In policy, people and communities are often portrayed as problems or statistics. Dr Hannah Green discusses how ethnography allows us to understand a richer narrative.
We couldn’t have agreed more with Dr Reuben Andersson’s recent thought piece for Radio 4, sharing his experiences of carrying out ethnography and its continued relevance in the world. In this he writes:
“Ethnography is research on the slow boil – something that’s getting harder to justify at a time when our public debate increasingly favours the quick flash in the pan. Yet amid calls for more media soundbites, ready-made research metrics and pre-cooked policy ‘solutions’, this is precisely why we need it more than ever.”
Ethnography is a research method which is gaining attention; both in academia and as part of the way we understand society and form policy responses which are relevant in an increasingly complex world. At The Young Foundation we use ethnography to deeply understand the experiences of the people and communities we work with. It is only from this point of understanding that we are then able to act, and support others to take action.
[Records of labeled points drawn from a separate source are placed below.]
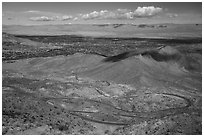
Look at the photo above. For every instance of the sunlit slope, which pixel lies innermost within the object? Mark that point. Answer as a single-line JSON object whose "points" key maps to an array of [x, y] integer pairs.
{"points": [[158, 68]]}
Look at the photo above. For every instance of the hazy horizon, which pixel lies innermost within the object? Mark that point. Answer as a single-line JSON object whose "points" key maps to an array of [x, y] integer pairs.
{"points": [[60, 13]]}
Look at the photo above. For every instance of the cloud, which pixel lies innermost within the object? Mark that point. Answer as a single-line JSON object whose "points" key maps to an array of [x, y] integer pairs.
{"points": [[32, 11], [140, 12], [147, 11], [42, 18], [67, 17], [172, 15]]}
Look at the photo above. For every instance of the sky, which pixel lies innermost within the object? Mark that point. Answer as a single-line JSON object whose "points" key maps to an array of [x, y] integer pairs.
{"points": [[42, 13]]}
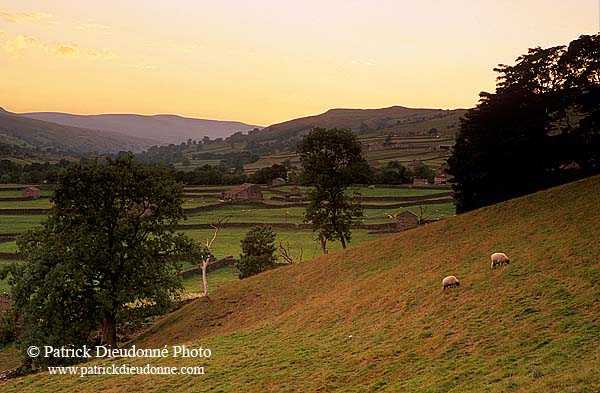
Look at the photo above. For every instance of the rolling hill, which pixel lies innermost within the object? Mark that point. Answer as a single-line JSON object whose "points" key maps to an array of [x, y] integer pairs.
{"points": [[23, 131], [163, 128], [374, 318], [365, 120]]}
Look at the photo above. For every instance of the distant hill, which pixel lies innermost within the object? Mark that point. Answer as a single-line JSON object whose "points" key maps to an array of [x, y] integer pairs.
{"points": [[364, 120], [162, 128], [27, 132]]}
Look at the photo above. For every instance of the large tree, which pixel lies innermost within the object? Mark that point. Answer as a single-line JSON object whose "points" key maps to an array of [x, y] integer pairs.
{"points": [[332, 159], [540, 127], [107, 245], [258, 251]]}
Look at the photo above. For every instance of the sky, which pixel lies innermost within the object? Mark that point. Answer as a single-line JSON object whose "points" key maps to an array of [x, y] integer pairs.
{"points": [[267, 61]]}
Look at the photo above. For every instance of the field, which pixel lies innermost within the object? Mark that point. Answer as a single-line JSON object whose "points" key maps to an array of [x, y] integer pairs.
{"points": [[374, 317], [239, 218]]}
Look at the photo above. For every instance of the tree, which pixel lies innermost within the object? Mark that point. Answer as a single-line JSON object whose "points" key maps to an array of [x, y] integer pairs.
{"points": [[203, 252], [258, 250], [108, 243], [332, 160], [540, 128]]}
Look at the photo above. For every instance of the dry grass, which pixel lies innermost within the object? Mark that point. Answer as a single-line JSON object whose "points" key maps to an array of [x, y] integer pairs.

Our Amplify work in Wales, Leeds, Northern Ireland and Sheffield, as well as research projects in Essex and Corby, have demonstrated the power of listening deeply and treading carefully. It requires taking a longer-term approach to research to understand a place from the point of view of those living there. Ethnography allows us to uncover alternative narratives and ways of understanding society which cannot be uncovered by a survey or quantitative data set alone. As highlighted by Dr Andersson:
“Rather than dig for killer facts, good ethnographers aim to uncover something deeper about how a society or subculture works – and it does so by changing perspective to that of the insider.”
In this way we are able to recognise people and communities; not as passive recipients, but as active participants with knowledge and expertise that should help to drive decision making processes and change in their own communities.
In policy, people and communities are often portrayed as problems or statistics, divorced from their contexts, daily lives, landscapes, histories and cultures.
Ethnography allows us to display a richer narrative, one which doesn’t overlook the problems that people face every day but also recognises the strengths that exist in communities and the actions that these same people are taking to create change.
This methodology has the potential to change the big story of a place because it continually compares, questions and challenges this story with new insights and voices which were previously under-heard at best, unheard at worst. By bringing these voices together we create a platform for community-led innovation and wider system change.